What he didn’t say was that there doesn’t have to be a factory fire for China’s supply lines to dry up. Another speaker was the president of Japan’s Institute of Energy Economics, Tatsuya Terazawa, who explained how his country’s supply of critical minerals and rare earths for batteries and components for wind turbines suddenly ended after a collision between a Chinese fishing boat and a Japanese Coast Guard ship. . That prompted China to end rare earth sales to Japan.

“Frankly, we didn’t know we were so dependent on Chinese rare earths,” Terazawa said. “The embargo almost paralyzed entire industrial activities and rare earth prices skyrocketed.”

About a fortnight after the Sydney conference ended, US House Speaker Nancy Pelosi visited Taiwan, which unsurprisingly angered China. Among China’s responses was an announcement that she would end climate discussions with the US.

Charging

For years, climate cooperation between the US and China has been serious and consistent. There would be no Paris Agreement, for example, without talks between US climate envoy John Kerry and China’s top climate diplomat Xie Zhenhua.

The fact that China and the US have been able to insulate the climate of their growing rivalry was important to a world that nervously watches the tensions between the two superpowers.

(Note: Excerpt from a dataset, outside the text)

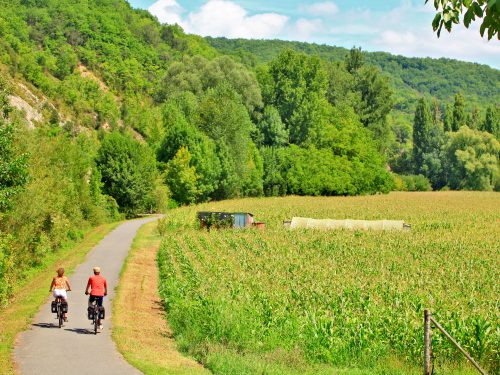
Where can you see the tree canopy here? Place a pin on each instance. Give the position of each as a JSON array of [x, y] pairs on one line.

Li Shuo, senior global policy adviser at Greenpeace China, says that a crucial contribution China has made is not just the billions of tons of greenhouse gases that its own deployment of green technology has avoided, but its success in reducing the cost of technology worldwide. It might make absolute geopolitical sense for the rest of the world to develop their own supply chains, but he fears it is not clear that he can achieve his decarbonisation goals without China.

“I think the jury is still out on this,” Li told the Herald this week. “In fact, we are only at the beginning of this decoupling, so I don’t think we know the answer to that question.

“Only time will tell, but the stakes are high.”